Let’s start with the jargon: what’s the “parameter tangent space” of a neural net? Think of the network as a function $f$ with two kinds of inputs: parameters $θ$ , and data inputs $x$ . During training, we try to adjust the parameters so that the function sends each data input $x^{(n)}$ to the corresponding data output $y^{(n)}$ - i.e. find $θ$ for which $y^{(n)} = f (x^{(n)}, θ)$ , for all $n$ . Each data point gives an equation which $θ$ must satisfy, in order for that data input to be exactly mapped to its target output. If our initial parameters $θ_{0}$ happen to be close enough to a solution to those equations, then we can (approximately) solve this using a linear approximation: we look for $Δ θ$ such that

$y^{(n)} = f (x^{(n)}, θ_{0}) + Δ θ \cdot \frac{d f}{d θ} (x^{(n)}, θ_{0})$

The right-hand-side of that equation is essentially the parameter tangent space. More precisely, (what I’m calling) the parameter tangent space at $θ_{0}$ is the the set of functions $F (x)$ of the form

$F (x) = f (x, θ_{0}) + Δ θ \cdot \frac{d f}{d θ} (x, θ_{0})$

… for some $Δ θ$ .

In other words: the parameter tangent space is the set of functions which can be written as linear approximations (with respect to the parameters) of the network.

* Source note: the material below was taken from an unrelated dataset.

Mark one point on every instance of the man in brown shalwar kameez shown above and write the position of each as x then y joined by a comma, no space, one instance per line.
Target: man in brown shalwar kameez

The main empirical finding which led to the NTK/GP/Mingard et al picture of neural nets is that, in practice, that linear approximation works quite well. As neural networks get large, their parameters change by only a very small amount during training, so the overall $Δ θ$ found during training is actually nearly a solution to the linearly-approximated equations.

Major upshot of all this: the space-of-models “searched over” during training is approximately just the parameter tangent space.

At initialization, we randomly choose $θ_{0}$ , and that determines the parameter tangent space—that’s our set of “lottery tickets”. The SGD training process then solves the equations—it picks out the lottery tickets which perfectly match the data. In practice, there will be many such lottery tickets—many solutions to the equations—because modern nets are extremely overparameterized. SGD effectively picks one of them at random (that’s one of the main results of the Mingard et al work).

Summary:

The “parameter tangent space” of a network is the set of functions which can be written as linear approximations (with respect to the parameters) of the network.
The parameter tangent space at the network’s randomly-chosen initial parameters is roughly the set of “lottery tickets”.
SGD (effectively) throws out any lottery tickets which don’t perfectly match the data, then randomly picks one of the remaining tickets.

Of course this brushes some things under the rug—e.g. different “lottery tickets” don’t have exactly the same weight, and different architectures may have different type signatures. But if you find the original lottery ticket hypothesis to be a useful mental model, than I expect this to generally be an upgrade to that mental model. It maintains most of the conceptual functionality, but is probably more realistic.

Thankyou to Evan, Ajeya, Rohin, Edouard, and TurnTrout for a discussion which led to this post.